I had to backup the svn server and database (both running on Ubuntu) on our backup machine every day. It was painful enough that I decided to write a shell script to do it automatically. This might be the case for you as well.
Here is a Shell Script which backs up a folder on one machine by compressing and transferring it to another machine via ssh.
In order to back on a regular basis you may configure some fields in the shell script and place it in one of /etc/cron.* directories in Linux.
To configure the shell script you should set up these parameters:
FILE_NAME: File name to be backed up
TEMP_DIR: Directory for temporarily copying
DEFLATION: Whether to compress the file or not
EXTRACT: Whether to extract the file in destination
SRC_DIRs: Source Directory(s) to be backed up
DEST_DIR: Destination Directory
SRC_IP: Source machine IP Address use 127.0.0.1 for localhost
DEST_IP: Destination machine IP Address use 127.0.0.1 for localhost
SRC_USER: Source machine user
DEST_USER: Destination machine user
If the source and the destination machines were different, which usually are, the source machine should be able to connect to destination via ssh with no password. So you have to make them transparent to each other. this is a onetime process. For more convenience I've written a shell script named transparent-ssh which does the entire process.

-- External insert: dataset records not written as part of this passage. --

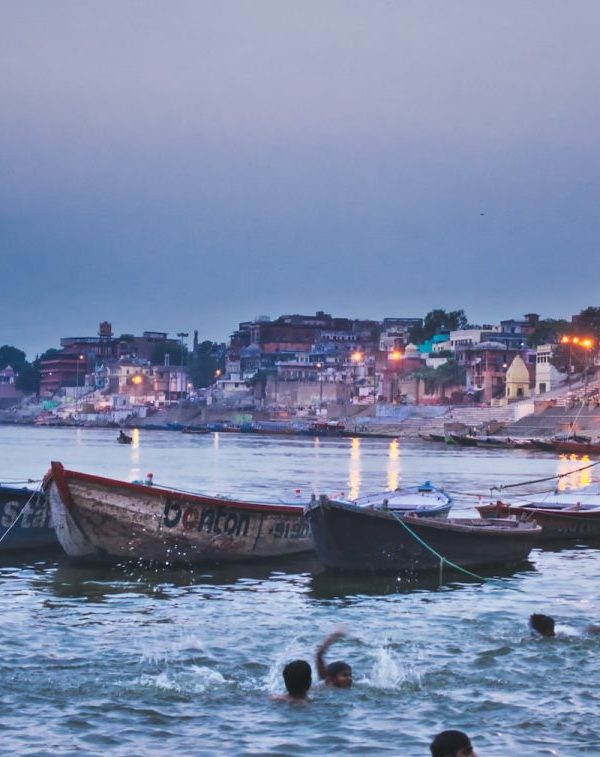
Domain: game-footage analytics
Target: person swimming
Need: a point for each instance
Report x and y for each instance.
(339, 673)
(452, 744)
(542, 624)
(297, 676)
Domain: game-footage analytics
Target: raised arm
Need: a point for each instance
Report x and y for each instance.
(321, 666)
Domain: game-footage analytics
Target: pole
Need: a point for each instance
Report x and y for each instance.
(181, 335)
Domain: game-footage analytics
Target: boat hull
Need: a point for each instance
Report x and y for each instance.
(349, 538)
(33, 529)
(425, 501)
(100, 519)
(561, 525)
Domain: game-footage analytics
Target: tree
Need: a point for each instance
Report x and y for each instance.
(27, 375)
(548, 331)
(588, 322)
(204, 363)
(11, 356)
(437, 321)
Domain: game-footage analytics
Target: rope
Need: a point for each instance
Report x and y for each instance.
(20, 513)
(13, 481)
(441, 558)
(541, 480)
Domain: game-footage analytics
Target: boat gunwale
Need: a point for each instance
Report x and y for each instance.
(491, 526)
(61, 475)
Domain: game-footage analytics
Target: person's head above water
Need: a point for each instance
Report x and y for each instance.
(297, 676)
(542, 624)
(339, 674)
(452, 744)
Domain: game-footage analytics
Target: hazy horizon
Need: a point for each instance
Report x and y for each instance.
(174, 167)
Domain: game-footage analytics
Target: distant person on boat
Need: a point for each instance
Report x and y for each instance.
(542, 624)
(452, 744)
(297, 676)
(338, 673)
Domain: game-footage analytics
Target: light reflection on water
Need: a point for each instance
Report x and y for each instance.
(130, 660)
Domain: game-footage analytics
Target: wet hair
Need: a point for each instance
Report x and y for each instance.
(335, 668)
(447, 743)
(297, 676)
(543, 624)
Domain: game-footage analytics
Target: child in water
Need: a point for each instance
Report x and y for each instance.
(338, 673)
(297, 677)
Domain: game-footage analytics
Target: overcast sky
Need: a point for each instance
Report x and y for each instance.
(172, 166)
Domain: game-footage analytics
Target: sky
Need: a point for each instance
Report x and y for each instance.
(173, 166)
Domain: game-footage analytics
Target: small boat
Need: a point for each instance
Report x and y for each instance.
(24, 519)
(572, 447)
(103, 519)
(431, 437)
(352, 538)
(425, 500)
(568, 515)
(494, 442)
(463, 440)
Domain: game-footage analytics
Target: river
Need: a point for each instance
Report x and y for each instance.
(131, 661)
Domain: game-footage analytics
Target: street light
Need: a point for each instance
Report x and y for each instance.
(585, 343)
(356, 357)
(395, 356)
(79, 357)
(320, 369)
(182, 335)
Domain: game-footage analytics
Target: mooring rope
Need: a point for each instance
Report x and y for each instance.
(547, 478)
(443, 560)
(20, 513)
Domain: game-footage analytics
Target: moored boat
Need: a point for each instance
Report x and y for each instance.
(563, 516)
(425, 500)
(352, 538)
(104, 519)
(24, 519)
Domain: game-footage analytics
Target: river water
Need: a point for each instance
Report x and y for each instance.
(131, 661)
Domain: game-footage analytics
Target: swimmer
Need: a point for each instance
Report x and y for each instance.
(542, 624)
(338, 674)
(452, 744)
(297, 677)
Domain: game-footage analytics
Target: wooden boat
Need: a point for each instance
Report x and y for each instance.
(568, 515)
(431, 437)
(463, 440)
(100, 519)
(24, 519)
(351, 538)
(571, 447)
(425, 500)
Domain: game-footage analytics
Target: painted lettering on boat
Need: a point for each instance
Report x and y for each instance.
(297, 530)
(35, 515)
(212, 520)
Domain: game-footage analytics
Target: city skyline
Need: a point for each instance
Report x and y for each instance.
(191, 168)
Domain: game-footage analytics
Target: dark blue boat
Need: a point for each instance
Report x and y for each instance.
(352, 538)
(24, 519)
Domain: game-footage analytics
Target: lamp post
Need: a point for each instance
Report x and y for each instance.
(79, 357)
(395, 356)
(320, 370)
(356, 357)
(586, 343)
(182, 335)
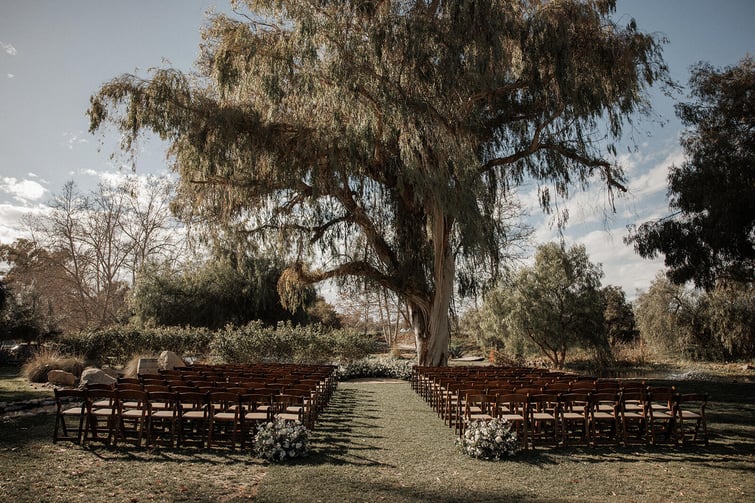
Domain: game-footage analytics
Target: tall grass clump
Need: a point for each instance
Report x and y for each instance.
(286, 342)
(392, 368)
(119, 343)
(47, 359)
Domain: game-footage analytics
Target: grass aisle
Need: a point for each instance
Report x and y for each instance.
(375, 442)
(381, 442)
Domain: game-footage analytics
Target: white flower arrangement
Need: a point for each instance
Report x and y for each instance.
(376, 367)
(491, 439)
(279, 440)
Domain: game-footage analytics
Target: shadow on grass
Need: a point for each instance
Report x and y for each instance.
(345, 435)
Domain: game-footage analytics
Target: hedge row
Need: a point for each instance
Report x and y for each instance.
(251, 343)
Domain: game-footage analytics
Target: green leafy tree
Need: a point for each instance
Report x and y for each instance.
(711, 233)
(553, 306)
(731, 318)
(672, 321)
(618, 315)
(714, 325)
(224, 290)
(379, 139)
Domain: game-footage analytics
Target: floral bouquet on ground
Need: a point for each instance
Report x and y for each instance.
(491, 439)
(279, 440)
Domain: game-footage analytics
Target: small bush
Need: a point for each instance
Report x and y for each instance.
(120, 342)
(280, 440)
(256, 342)
(45, 360)
(392, 368)
(492, 439)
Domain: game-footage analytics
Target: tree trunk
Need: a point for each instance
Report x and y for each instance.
(430, 320)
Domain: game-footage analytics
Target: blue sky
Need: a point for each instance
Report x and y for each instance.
(55, 54)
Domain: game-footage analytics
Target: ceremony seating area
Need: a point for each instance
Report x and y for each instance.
(561, 408)
(202, 405)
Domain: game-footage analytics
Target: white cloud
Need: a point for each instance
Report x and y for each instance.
(621, 265)
(22, 190)
(8, 48)
(12, 226)
(74, 139)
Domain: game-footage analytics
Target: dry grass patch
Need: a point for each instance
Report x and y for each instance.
(378, 441)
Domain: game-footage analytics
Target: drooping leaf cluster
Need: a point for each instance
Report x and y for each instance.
(710, 235)
(378, 135)
(552, 306)
(717, 325)
(217, 293)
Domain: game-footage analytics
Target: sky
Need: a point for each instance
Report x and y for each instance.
(55, 54)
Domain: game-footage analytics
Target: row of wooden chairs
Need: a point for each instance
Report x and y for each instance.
(180, 413)
(546, 407)
(592, 418)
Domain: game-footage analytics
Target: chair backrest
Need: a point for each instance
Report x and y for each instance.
(223, 401)
(192, 401)
(122, 386)
(604, 402)
(255, 401)
(486, 403)
(515, 402)
(574, 402)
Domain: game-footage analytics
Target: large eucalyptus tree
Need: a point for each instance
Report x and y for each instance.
(384, 137)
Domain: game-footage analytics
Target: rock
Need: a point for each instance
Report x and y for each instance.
(147, 366)
(111, 372)
(61, 378)
(94, 375)
(168, 360)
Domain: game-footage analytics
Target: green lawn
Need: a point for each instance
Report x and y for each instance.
(381, 442)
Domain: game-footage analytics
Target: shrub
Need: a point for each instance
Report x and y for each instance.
(492, 439)
(121, 342)
(45, 360)
(279, 440)
(393, 368)
(256, 342)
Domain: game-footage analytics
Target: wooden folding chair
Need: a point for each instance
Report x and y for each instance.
(256, 409)
(691, 417)
(133, 414)
(543, 419)
(162, 426)
(193, 417)
(73, 404)
(574, 418)
(102, 414)
(604, 418)
(632, 415)
(224, 418)
(662, 415)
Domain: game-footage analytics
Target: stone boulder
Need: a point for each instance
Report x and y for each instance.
(61, 378)
(168, 360)
(94, 375)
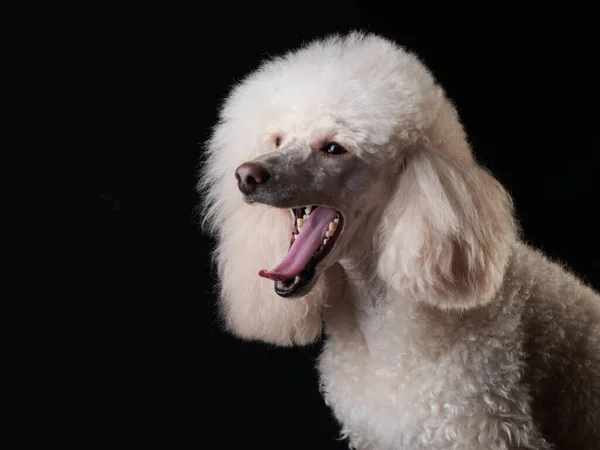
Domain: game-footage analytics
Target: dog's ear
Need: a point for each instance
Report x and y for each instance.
(446, 235)
(250, 238)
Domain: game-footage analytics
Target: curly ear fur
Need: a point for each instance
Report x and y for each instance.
(250, 238)
(446, 234)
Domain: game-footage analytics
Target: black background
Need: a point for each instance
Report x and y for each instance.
(114, 103)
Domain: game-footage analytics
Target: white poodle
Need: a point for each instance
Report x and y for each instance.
(358, 199)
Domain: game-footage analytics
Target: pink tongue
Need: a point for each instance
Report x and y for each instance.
(306, 244)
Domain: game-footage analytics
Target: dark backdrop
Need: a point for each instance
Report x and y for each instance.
(114, 104)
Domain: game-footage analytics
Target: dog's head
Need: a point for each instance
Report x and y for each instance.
(349, 146)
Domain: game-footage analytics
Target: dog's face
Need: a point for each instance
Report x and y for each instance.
(328, 185)
(327, 136)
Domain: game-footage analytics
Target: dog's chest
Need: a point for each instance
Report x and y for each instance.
(392, 385)
(380, 390)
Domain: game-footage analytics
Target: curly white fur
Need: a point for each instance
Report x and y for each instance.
(444, 330)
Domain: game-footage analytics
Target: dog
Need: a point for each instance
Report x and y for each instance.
(341, 190)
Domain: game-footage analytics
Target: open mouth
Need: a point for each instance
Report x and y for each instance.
(316, 229)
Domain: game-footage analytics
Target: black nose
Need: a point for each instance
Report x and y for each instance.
(250, 175)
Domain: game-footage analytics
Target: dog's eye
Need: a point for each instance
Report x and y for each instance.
(334, 148)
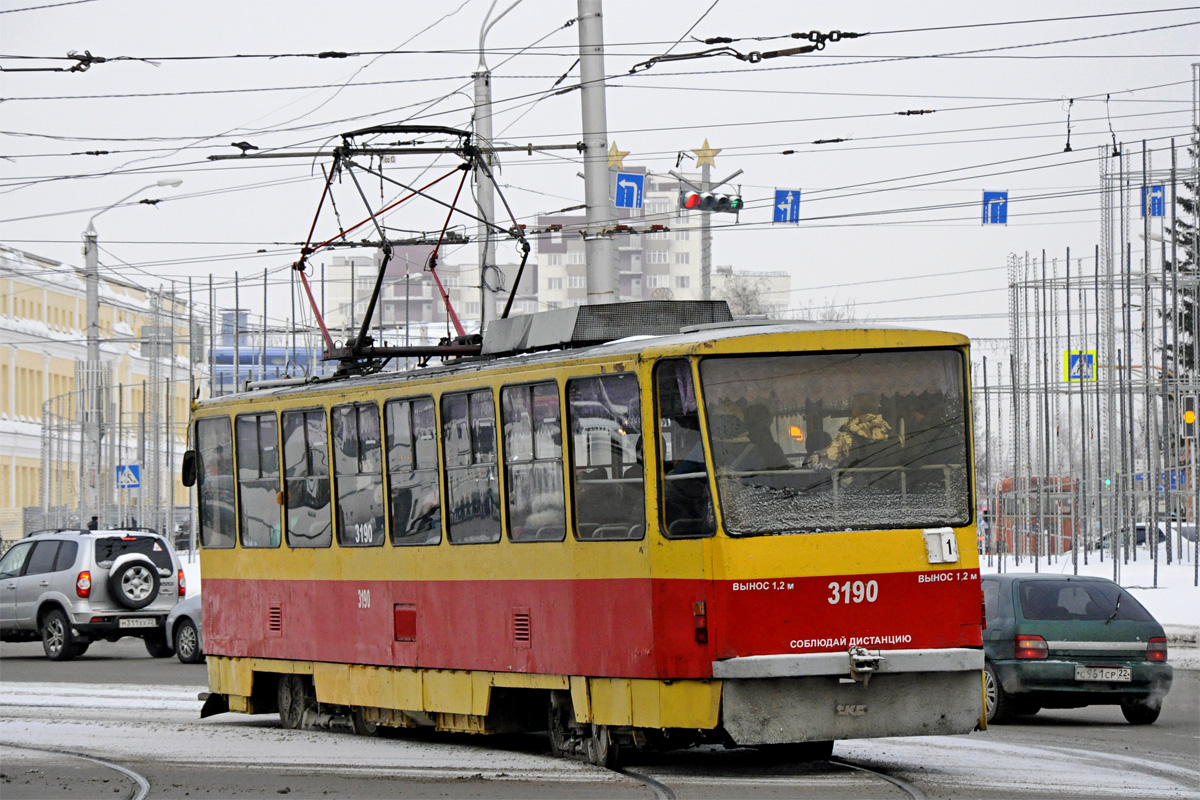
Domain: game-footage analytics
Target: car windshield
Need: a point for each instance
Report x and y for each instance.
(109, 548)
(838, 441)
(1079, 600)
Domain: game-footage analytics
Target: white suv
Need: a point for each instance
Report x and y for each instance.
(71, 588)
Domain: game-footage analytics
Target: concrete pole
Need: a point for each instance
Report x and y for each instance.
(89, 459)
(599, 247)
(485, 192)
(706, 238)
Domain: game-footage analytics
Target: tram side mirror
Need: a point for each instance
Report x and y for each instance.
(187, 471)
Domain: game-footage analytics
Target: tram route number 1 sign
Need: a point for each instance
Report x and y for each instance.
(1078, 365)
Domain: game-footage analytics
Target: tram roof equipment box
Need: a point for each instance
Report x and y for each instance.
(583, 325)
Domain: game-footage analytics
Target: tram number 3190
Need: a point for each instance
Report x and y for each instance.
(857, 591)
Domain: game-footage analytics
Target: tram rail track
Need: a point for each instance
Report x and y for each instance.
(141, 785)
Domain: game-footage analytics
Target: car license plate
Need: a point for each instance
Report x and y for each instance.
(1121, 674)
(138, 621)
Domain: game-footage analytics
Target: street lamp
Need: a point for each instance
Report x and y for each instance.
(89, 458)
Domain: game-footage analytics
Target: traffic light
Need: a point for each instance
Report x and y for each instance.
(709, 202)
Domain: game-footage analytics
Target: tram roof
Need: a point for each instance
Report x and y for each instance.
(618, 348)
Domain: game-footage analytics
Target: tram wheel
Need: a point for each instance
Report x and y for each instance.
(292, 701)
(556, 725)
(359, 720)
(603, 751)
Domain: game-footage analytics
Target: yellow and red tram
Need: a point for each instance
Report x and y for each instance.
(744, 533)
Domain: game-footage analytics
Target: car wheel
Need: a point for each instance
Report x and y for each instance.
(157, 647)
(996, 699)
(187, 643)
(135, 584)
(1141, 710)
(58, 641)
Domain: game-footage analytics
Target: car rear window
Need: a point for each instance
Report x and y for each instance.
(109, 548)
(1077, 600)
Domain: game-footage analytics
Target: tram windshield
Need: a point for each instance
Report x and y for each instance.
(809, 443)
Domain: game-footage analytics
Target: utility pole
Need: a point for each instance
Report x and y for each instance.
(599, 246)
(485, 198)
(90, 453)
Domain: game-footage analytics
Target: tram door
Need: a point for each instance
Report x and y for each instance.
(684, 503)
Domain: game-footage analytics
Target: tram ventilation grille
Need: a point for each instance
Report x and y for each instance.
(521, 626)
(275, 620)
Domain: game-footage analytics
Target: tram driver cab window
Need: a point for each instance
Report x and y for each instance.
(606, 464)
(358, 475)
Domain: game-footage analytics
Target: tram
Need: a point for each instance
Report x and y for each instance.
(627, 525)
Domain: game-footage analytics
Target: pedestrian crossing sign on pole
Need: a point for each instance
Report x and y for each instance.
(1079, 365)
(129, 476)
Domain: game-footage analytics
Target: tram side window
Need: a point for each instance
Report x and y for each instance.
(687, 501)
(606, 458)
(468, 441)
(306, 479)
(258, 480)
(413, 471)
(533, 463)
(215, 483)
(358, 475)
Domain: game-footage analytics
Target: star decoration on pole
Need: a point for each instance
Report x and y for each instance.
(617, 157)
(706, 155)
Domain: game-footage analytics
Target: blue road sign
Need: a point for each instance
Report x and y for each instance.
(1157, 200)
(787, 205)
(129, 476)
(629, 190)
(995, 208)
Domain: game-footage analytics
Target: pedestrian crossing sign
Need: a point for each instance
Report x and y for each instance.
(129, 476)
(1079, 365)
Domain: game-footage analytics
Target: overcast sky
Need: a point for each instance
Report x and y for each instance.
(891, 217)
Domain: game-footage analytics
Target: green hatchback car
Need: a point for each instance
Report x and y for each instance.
(1065, 642)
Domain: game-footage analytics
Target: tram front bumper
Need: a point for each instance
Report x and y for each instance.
(813, 697)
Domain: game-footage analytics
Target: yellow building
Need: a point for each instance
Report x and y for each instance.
(43, 317)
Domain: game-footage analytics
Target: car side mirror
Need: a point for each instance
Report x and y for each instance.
(187, 471)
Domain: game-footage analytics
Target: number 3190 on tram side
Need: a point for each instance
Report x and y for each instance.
(616, 525)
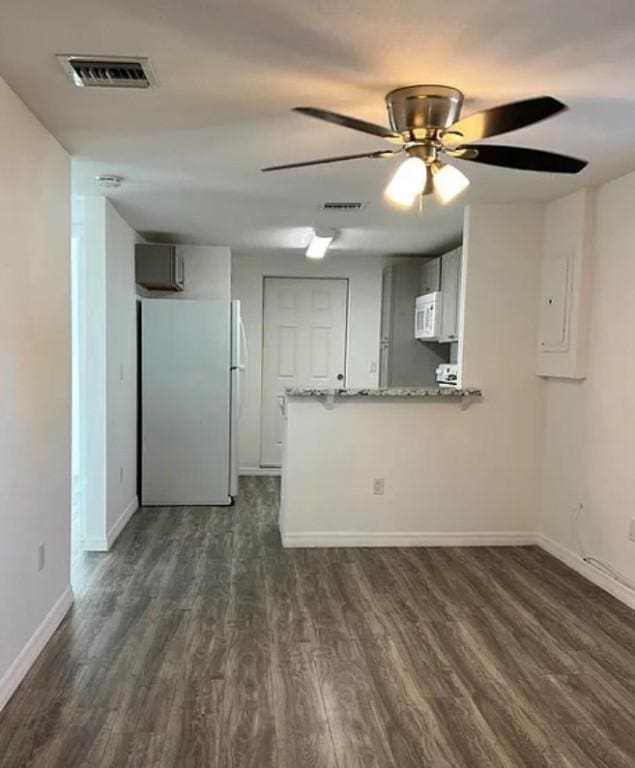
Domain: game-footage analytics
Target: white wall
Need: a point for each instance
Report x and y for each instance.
(248, 272)
(589, 454)
(121, 368)
(111, 376)
(445, 470)
(35, 386)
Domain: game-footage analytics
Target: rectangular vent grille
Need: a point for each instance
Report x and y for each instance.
(108, 72)
(344, 207)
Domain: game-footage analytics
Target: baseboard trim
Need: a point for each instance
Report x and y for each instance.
(104, 543)
(406, 539)
(122, 521)
(27, 656)
(95, 544)
(576, 563)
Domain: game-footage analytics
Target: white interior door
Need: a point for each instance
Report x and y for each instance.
(304, 345)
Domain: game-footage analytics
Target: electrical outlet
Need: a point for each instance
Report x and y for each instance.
(378, 486)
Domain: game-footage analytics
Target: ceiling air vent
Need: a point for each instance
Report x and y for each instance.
(108, 71)
(344, 207)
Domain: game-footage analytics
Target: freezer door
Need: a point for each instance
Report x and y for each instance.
(186, 398)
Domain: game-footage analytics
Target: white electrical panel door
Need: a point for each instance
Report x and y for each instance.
(555, 308)
(304, 345)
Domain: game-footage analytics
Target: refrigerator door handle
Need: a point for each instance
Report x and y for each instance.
(243, 342)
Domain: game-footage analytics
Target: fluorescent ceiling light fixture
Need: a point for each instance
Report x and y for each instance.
(449, 182)
(320, 242)
(408, 182)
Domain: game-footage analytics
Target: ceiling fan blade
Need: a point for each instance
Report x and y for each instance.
(520, 158)
(348, 122)
(323, 161)
(507, 117)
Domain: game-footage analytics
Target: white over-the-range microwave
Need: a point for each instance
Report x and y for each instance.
(428, 316)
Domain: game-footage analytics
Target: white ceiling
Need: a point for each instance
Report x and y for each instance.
(230, 70)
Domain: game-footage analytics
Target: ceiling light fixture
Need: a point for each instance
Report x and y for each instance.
(448, 182)
(426, 123)
(320, 243)
(408, 182)
(109, 181)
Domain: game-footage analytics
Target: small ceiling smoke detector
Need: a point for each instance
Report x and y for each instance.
(109, 181)
(108, 71)
(343, 207)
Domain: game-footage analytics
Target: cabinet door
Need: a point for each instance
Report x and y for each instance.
(431, 276)
(450, 286)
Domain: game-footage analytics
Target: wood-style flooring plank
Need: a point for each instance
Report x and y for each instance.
(198, 642)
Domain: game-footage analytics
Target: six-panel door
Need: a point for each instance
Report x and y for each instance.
(304, 345)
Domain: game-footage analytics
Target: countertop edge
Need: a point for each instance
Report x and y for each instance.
(389, 392)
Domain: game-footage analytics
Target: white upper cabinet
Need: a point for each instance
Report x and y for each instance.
(450, 288)
(566, 284)
(431, 276)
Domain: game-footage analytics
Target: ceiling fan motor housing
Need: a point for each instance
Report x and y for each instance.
(429, 108)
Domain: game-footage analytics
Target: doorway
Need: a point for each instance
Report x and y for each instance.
(78, 380)
(304, 345)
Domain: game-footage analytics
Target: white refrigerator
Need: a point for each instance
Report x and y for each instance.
(192, 357)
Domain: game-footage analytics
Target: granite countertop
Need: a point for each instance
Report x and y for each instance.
(429, 392)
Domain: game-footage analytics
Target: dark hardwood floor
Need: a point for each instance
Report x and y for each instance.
(199, 641)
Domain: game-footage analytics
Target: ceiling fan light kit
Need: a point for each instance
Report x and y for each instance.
(425, 122)
(320, 242)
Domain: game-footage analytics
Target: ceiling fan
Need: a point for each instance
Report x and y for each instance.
(424, 122)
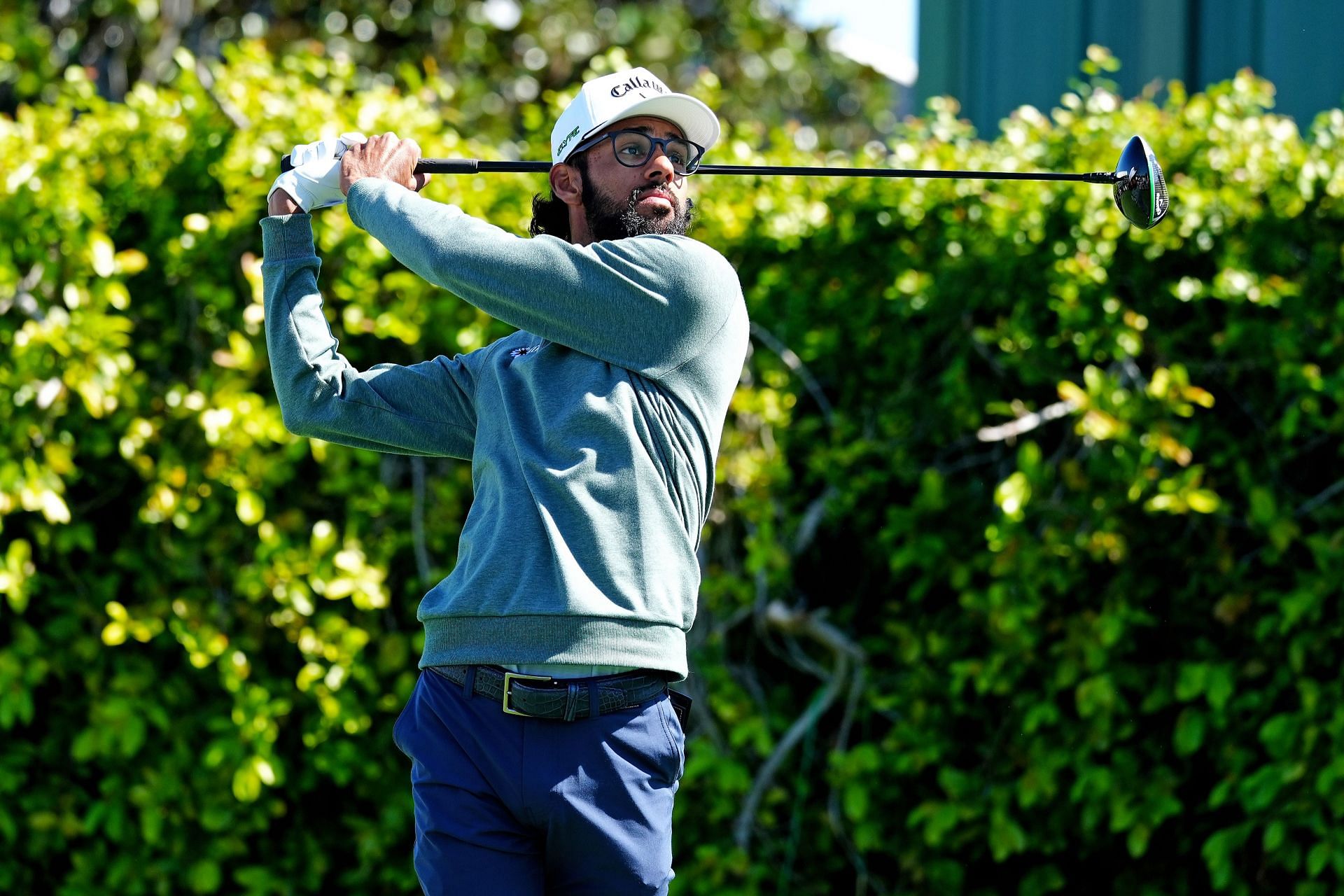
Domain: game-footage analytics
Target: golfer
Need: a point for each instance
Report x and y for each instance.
(543, 741)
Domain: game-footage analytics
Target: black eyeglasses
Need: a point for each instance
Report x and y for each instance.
(634, 148)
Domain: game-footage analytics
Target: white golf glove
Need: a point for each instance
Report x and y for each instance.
(315, 178)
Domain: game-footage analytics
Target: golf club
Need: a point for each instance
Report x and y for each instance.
(1138, 182)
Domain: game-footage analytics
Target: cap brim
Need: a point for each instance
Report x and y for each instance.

Download the script and run this command on the source machine:
./transparent-ssh.sh [user] [destination-machine-ip]
It takes the remote machine username and IP address as arguments and installs your public key on the remote machine. The remote machine must accept password authentication or one of the other keys in your ssh-agent.
If you've already generated your public key once, just try the command with “-c” (copy only) parameter which only copies your public key to remote machine.